Spell My Name with an "S": The armadillo enemies have been referred to as Alma, Arma, and Armma. Lolo and Lala has also been referred to as Roro and Rara in-game before, but this could simply be a case of l and r mixups.
Super Drowning Skills: Lolo and Lala can float on rivers using eggs, but if they should sink while one is still riding on them, they'll die instantly.
Super-Persistent Predator: Alma. Once she gets rolling, she'll chase you throughout the level until you stop on a flower bed, the only other terrain beside water/lava where she can't follow you.
Taken for Granite: Happens to the people of Lolo and Lala's kingdom in the third game, prompting the two to set out on their adventure.
Temporary Platform: Eggs in still water and bridges over lava disappear after a few seconds, and Adventures of Lolo III introduces bridges that crumble away after being stepped over twice.

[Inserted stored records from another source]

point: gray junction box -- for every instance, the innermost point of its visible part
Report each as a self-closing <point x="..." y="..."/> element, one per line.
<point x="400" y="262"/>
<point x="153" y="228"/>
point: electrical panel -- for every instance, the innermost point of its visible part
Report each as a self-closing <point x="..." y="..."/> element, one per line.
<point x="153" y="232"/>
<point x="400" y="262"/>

Trial-and-Error Gameplay: The game does not disclose to players which Heart Framers contain Magic Shots until they are collected, how many Heart Framers activate each Power Option (until the player is one Heart Framer away from receiving one), the number and locations of alternate Respawn Points, or (until the Windows games) where water has currents in what direction. Sometimes it is essential to know this information from the beginning of a puzzle. The first labyrinth-based game also has rooms with multiple entrances that become Unwinnable by Design if Lolo chooses the wrong entrance.

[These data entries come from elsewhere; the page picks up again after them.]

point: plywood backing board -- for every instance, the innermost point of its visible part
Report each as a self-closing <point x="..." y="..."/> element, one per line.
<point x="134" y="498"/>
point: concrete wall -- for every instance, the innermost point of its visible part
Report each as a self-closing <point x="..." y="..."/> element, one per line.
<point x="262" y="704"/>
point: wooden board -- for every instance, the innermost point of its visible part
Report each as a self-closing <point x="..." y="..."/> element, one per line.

Updated Re-release: Revival! Eggerland was Eggerland for Windows 95 updated to run on Windows 98 and ME.
Vacuum Mouth: Adventures of Lolo III introduces Moby, a small whale that opens its mouth to suck Lolo/Lala from across the room towards itself when in its line of sight.
Variable Mix: Adventures of Lolo for the Game Boy (European version only) had some levels in which the BGM changed depending on which direction Lolo was facing and whether or not he was standing on flowers.
Video Game Remake: Eggerland 2 for the MSX 2 was remade for the Famicom Disk System as Eggerland, featuring redone graphics and sound, new levels, save files, and a confrontation with King Egger at the end.